In a few days, a fire wave would change the photo to black in this territory ⬇️
With extreme heat, the most devastating fires began. On August 11 you can see a column of smoke north of Molezuelas de la Carballeda, of the fire that would end up crossing from Zamora to León.
More smoke also leaves Chandrexa de Queixa, in Ourense, where the fire has been burning for three days and the burned terrain is already observed.
Two days later, fires multiply in the area. To the south of Ourense you can see the smoke of two new fires: in a mosque and in oimbra.
In the Zamora-León fire, the flames advance at full speed and sweep more than 30,000 hectares in just two days. This fire will end up being the second that has burned the most hectares since we have records …
In this satellite image, taken two days later from the start of fire, the great column of smoke of this fire is observed, as well as that of A Veiga, in the same province, which began on the 15th. This day coincides fires burning at the same time in the entire area.
Two weeks after the start of this wave of large forest fires, satellites capture a very changed image of the territory.
A dozen large fires in the area accumulate 250,000 hectares burned in these fateful weeks of August, leaving, for now, the worst fire season of the last 30 years.
From the space, the large extensions of calcined territory are already appreciated. The fingerprints leave a landscape full of ash in the northwest peninsular.
The last image shows again the landscape prior to fires, a graphic reminder of the magnitude of the disaster lived in these weeks.
So far from 2025, satellite images show the destruction of at least 400,000 hectares for fire. Most of the calcined areas this summer are concentrated in a very specific area of the territory: the interior provinces of the northwest of the peninsula. 70% of the hectares burned this year are in Ourense, Zamora and León, distributed over twenty large fires.
Through the images of the satellites of the European Copernicus program, we can reconstruct the rapid sequence of the great fires that have calcined thousands of hectares this August 2025 in Spain.
The great fires that occurred mainly in Ourense in August 2025

Fuente: Copernicus
This area has more propitious peculiarities to fires than other regions of the Peninsula. Its intricate orography and its forests full of particularly flammable plant species such as heather, retama and reforested pines for decades favor the rapid advance of fire. Another key that has aggravated the situation is depopulation. With less agriculture and less livestock, biomass has no counterweight.
These factors have been aggravated by this year's weather. The climate of the area itself is prone to a strong contrast between the humidity of the rainy period and the dry summer. This spring the intense rainy period lasted two and a half months, more than usual, while August brought a 16 -day heat wave, of the longest recorded.
In this context, the most devastating fires season has arrived since at least 1994, according to data from the European Forest Fire Information System (EFFIS).
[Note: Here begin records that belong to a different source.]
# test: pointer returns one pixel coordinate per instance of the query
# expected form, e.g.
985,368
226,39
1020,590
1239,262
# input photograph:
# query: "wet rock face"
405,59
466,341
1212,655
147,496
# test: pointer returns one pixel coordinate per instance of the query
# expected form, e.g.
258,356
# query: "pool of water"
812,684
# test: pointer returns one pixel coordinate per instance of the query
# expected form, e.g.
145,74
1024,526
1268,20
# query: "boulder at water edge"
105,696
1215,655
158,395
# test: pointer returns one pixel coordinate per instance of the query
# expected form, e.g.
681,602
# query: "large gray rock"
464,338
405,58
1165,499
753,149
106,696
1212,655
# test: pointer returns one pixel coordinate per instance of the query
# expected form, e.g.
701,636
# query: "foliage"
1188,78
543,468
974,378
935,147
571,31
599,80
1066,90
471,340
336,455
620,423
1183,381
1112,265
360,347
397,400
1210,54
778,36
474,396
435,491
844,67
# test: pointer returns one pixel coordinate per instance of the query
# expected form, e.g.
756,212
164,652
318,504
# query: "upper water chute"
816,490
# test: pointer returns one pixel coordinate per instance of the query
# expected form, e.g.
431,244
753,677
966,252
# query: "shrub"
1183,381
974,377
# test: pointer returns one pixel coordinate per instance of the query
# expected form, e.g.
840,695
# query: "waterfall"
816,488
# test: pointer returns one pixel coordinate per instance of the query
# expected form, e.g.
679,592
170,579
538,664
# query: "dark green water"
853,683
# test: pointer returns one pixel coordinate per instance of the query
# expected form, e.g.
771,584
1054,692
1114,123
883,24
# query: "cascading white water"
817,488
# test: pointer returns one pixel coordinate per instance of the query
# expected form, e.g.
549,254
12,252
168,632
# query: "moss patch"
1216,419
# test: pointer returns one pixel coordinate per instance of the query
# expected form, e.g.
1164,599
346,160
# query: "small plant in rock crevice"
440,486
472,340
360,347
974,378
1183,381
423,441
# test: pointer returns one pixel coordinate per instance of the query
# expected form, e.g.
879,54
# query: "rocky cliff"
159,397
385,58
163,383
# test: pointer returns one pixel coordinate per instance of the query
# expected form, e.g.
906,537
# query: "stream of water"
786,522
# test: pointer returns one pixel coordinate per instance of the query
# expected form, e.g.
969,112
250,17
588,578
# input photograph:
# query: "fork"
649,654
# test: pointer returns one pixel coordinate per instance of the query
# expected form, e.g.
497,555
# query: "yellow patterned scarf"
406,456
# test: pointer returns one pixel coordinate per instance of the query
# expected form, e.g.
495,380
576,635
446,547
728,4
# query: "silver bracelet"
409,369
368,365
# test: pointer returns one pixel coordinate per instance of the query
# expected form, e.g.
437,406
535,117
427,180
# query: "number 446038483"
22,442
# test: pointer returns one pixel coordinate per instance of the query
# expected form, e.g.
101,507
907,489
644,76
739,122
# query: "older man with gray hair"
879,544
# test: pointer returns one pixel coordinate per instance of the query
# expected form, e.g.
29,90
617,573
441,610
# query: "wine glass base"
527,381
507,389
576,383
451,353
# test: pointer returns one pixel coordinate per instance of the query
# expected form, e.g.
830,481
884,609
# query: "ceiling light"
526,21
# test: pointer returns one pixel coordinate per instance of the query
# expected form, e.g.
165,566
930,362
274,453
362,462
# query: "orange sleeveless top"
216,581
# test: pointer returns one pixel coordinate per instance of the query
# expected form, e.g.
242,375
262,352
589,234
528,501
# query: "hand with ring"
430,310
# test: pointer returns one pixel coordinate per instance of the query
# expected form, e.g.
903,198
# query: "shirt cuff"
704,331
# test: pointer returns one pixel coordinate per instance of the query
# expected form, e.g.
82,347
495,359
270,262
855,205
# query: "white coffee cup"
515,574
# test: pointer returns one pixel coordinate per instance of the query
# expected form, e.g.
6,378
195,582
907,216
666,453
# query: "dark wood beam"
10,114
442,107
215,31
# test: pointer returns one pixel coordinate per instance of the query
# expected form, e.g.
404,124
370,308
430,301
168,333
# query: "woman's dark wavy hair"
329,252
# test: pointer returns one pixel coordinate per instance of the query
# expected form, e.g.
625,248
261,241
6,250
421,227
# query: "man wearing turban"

This calculation only includes the fires of more than 30 hectares that have been identified by satellite images and of which the surface has been measured. An impact that can be seen from space.
If we get closer, we can see the rapid devastation caused by these large forest fires. Between Mozuelas de Carballeda and Quintana's nail he turned on a fire that spread through Zamora and León and is, for now, the second worst of the season.
It began on August 10 in Molezuelas de la Carballeda and has left about 40,000 hectares burned

Fuente: Copernicus
Together, this wave of fires has left almost 300,000 hectares distributed in about twenty fires in the interior provinces of the peninsular northwest, including León, Ourense, Palencia, A Coruña, Zamora, Lugo, Pontevedra and Asturias.